The law classifies possession of devices that allow military personnel to store or send video, photos or geolocation data on the internet as a grave offense, punishable by up to 15 days detention.

It also forbids the transmission of any information that could be used to identify any Russian troops and their whereabouts.

“The bill is aimed at ensuring the safety of military personnel and units,” Chairman of the State Duma Committee on Defense Andrei Kartapolov told Russian news agency Interfax.

The new law follows reports that the Russian army is experiencing record losses on the frontline, with the United Kingdom’s defense ministry estimating that the casualty rate will exceed 1,000 soldiers each day over July and August.

As losses have mounted, so has domestic pressure from wives and mothers of military personnel for troops to return home. In May, the Kremlin declared the leader of the movement a “foreign agent” following rare protests in central Moscow.

Open-source investigators are concerned that the new rules could make it harder to identify and document Russian activities on the frontline.

Ukrainian OSINT agency Molfar, which analyzes Russian activities on the battlefield daily, told POLITICO they have observed a decrease in the data published by the Russian military on social media for some time.

“At the beginning of Russia’s full-scale invasion of Ukraine, the situation was radically different, with many posts on social media from the Russian military, who published their locations and other sensitive information,” Maksym Zrazhevskyi, head of research at Molfar said.

“The law is likely further to reduce the amount of this type of data, but the military is not the sole source of information from the battlefield.

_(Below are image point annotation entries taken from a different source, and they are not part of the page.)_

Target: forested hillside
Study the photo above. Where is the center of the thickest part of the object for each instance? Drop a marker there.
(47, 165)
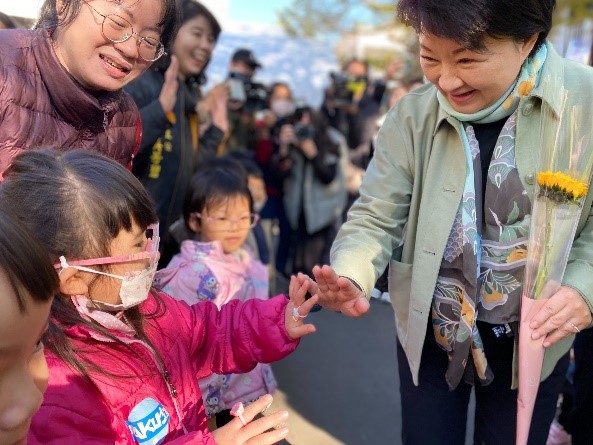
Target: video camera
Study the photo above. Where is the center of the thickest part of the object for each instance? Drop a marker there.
(251, 96)
(346, 87)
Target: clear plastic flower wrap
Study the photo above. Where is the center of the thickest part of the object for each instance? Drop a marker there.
(563, 178)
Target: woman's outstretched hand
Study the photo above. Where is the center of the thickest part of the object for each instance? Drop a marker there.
(244, 430)
(336, 293)
(298, 308)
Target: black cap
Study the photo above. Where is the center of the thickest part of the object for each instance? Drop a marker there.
(246, 56)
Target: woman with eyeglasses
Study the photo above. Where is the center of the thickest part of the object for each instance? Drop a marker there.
(61, 83)
(216, 265)
(175, 140)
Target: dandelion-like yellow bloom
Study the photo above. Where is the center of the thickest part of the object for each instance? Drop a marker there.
(561, 187)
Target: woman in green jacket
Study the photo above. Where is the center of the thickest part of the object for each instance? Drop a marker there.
(470, 137)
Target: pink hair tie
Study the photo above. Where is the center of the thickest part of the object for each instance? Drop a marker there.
(237, 410)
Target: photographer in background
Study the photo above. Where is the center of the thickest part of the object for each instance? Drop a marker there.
(352, 105)
(274, 161)
(246, 98)
(314, 191)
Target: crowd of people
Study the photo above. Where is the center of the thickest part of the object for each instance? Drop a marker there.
(143, 220)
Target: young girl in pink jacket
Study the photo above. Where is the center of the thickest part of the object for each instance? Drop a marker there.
(123, 358)
(218, 211)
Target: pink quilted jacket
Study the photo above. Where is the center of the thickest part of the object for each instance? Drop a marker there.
(149, 405)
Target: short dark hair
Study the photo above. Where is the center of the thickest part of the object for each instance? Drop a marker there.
(49, 16)
(215, 181)
(76, 201)
(25, 262)
(190, 9)
(469, 22)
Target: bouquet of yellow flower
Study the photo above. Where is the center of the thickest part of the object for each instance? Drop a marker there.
(562, 183)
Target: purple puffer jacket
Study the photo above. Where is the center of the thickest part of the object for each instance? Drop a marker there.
(42, 106)
(148, 404)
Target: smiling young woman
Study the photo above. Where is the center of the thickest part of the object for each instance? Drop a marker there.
(63, 87)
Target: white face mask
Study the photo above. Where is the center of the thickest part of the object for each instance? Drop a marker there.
(135, 285)
(282, 107)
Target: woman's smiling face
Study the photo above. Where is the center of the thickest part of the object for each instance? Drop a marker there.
(472, 80)
(96, 62)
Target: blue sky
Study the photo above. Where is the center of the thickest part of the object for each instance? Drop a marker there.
(256, 11)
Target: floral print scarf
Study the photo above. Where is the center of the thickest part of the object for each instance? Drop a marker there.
(463, 283)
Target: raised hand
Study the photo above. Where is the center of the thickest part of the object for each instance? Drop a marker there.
(337, 293)
(298, 308)
(244, 430)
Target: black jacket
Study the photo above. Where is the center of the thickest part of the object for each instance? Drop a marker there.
(166, 160)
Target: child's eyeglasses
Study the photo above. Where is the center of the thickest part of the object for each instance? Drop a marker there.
(151, 253)
(243, 223)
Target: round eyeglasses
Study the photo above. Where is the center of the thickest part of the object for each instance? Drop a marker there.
(118, 30)
(243, 223)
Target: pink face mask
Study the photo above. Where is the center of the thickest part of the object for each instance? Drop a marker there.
(135, 285)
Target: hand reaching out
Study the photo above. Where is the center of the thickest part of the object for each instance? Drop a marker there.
(337, 293)
(254, 432)
(298, 308)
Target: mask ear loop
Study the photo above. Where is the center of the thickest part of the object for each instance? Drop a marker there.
(64, 265)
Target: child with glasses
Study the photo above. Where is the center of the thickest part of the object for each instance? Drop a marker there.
(217, 266)
(63, 85)
(124, 358)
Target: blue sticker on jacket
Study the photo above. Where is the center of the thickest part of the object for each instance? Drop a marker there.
(149, 422)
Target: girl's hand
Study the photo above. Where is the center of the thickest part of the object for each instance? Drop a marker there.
(298, 308)
(338, 293)
(254, 432)
(565, 313)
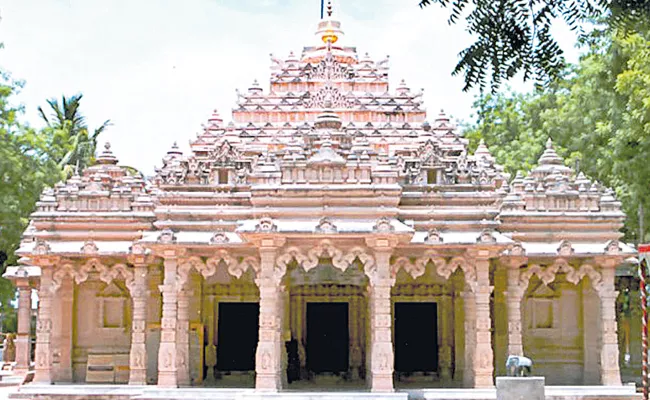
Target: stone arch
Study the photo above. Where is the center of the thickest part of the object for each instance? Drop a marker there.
(67, 270)
(325, 248)
(118, 271)
(209, 267)
(446, 268)
(93, 264)
(413, 269)
(548, 274)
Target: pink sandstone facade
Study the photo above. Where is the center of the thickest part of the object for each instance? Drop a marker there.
(327, 188)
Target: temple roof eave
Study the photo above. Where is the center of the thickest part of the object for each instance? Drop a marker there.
(18, 272)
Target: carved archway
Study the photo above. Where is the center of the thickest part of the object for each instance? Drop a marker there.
(548, 274)
(209, 267)
(446, 268)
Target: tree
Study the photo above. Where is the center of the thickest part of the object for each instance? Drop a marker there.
(25, 168)
(599, 119)
(73, 146)
(514, 36)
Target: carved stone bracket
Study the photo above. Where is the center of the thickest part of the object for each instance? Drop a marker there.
(445, 268)
(573, 275)
(209, 267)
(414, 269)
(325, 248)
(107, 274)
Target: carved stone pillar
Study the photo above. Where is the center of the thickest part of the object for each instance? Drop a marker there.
(514, 295)
(609, 368)
(183, 338)
(446, 313)
(268, 358)
(23, 345)
(43, 369)
(167, 351)
(484, 356)
(382, 359)
(65, 295)
(355, 328)
(210, 349)
(138, 353)
(459, 338)
(469, 308)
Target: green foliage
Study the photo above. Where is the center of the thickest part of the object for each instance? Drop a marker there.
(25, 168)
(599, 119)
(73, 147)
(31, 160)
(514, 36)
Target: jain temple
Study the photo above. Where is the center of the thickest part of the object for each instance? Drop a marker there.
(332, 234)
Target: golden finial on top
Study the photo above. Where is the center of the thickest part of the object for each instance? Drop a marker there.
(329, 29)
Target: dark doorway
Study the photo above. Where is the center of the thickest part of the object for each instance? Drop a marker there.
(237, 336)
(416, 337)
(327, 337)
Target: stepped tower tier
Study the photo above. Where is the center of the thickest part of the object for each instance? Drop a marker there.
(319, 233)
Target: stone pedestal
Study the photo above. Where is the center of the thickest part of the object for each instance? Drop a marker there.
(183, 338)
(138, 353)
(514, 296)
(268, 358)
(23, 346)
(381, 346)
(446, 314)
(469, 307)
(609, 369)
(483, 363)
(210, 351)
(43, 368)
(167, 350)
(65, 295)
(512, 388)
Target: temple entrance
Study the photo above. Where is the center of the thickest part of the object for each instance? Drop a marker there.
(416, 337)
(327, 337)
(237, 336)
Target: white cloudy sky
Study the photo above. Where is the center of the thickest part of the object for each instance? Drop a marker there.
(156, 68)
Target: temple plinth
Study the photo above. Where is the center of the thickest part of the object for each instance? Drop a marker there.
(331, 233)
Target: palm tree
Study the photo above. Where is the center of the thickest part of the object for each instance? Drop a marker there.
(69, 130)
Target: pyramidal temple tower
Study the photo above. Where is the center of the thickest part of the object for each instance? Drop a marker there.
(332, 232)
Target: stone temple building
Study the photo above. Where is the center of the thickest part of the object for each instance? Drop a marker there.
(327, 235)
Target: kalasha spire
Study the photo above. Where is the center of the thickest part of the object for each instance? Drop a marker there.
(329, 30)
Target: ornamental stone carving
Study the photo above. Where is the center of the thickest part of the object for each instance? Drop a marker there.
(383, 225)
(167, 236)
(433, 237)
(41, 248)
(325, 225)
(517, 250)
(89, 247)
(549, 273)
(138, 249)
(565, 249)
(219, 237)
(486, 236)
(266, 225)
(248, 263)
(613, 247)
(322, 250)
(414, 269)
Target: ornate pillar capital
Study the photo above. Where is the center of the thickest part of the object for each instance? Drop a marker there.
(138, 352)
(43, 369)
(381, 346)
(167, 356)
(268, 357)
(609, 354)
(484, 357)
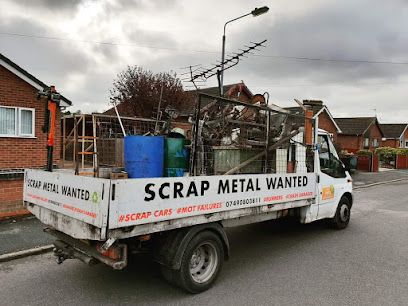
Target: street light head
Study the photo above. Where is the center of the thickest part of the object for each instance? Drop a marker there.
(259, 11)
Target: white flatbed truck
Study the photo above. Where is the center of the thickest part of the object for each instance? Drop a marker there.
(181, 219)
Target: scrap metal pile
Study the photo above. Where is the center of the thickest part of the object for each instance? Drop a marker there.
(235, 137)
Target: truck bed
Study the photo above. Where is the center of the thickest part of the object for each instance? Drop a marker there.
(97, 208)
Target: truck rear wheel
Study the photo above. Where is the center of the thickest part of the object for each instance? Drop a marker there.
(200, 265)
(342, 217)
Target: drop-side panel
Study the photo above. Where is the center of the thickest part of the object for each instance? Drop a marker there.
(83, 198)
(143, 201)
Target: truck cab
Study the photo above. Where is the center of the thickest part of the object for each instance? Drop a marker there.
(334, 182)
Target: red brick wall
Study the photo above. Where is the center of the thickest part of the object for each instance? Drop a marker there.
(405, 139)
(349, 142)
(353, 143)
(375, 133)
(393, 143)
(24, 152)
(11, 195)
(21, 152)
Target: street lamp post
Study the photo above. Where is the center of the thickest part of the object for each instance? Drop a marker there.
(255, 12)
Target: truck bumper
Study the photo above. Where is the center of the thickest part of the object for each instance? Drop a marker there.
(67, 247)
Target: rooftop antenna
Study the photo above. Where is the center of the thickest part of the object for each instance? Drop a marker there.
(202, 74)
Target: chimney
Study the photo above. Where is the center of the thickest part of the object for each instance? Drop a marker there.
(313, 102)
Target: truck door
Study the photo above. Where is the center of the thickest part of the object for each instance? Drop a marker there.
(333, 178)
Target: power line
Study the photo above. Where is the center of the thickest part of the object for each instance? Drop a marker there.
(298, 58)
(304, 58)
(102, 42)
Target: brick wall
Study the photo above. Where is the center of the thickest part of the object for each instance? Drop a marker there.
(393, 143)
(11, 194)
(353, 143)
(405, 139)
(21, 152)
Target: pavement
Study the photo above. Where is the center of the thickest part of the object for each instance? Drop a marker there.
(22, 234)
(27, 233)
(361, 179)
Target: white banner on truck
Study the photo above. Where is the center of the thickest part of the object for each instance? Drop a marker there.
(141, 201)
(82, 198)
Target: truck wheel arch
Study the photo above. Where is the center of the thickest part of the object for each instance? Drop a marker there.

Valuable data can often be found in civilian social network profiles or even official sources like the Russian Defense Ministry,” he added.

Pro-war bloggers, known as Z-bloggers, were also critical of the move. Russian blogger Yegor Guzenko, also known as the Thirteenth, said in a Telegram post that the entire army relies on internet devices. “But how can office rats understand and know this? Let’s let these scumbags of the Duma go to war themselves,” he wrote.

Dva Mayora, another pro-war blogger, slammed the move as an showing an outdated understanding of modern mobilization.

“They decided that a soldier should fight without thinking about his family, and the family of a mobilized person should, like the family of a soldier in WWII or the family of a Cossack, be proud that a man was mobilized,” the blogger, who has over 700,000 followers, wrote on Telegram.

The new law also prohibits transferring information about citizens called up for military training, as well as those discharged from the army, and members of their families.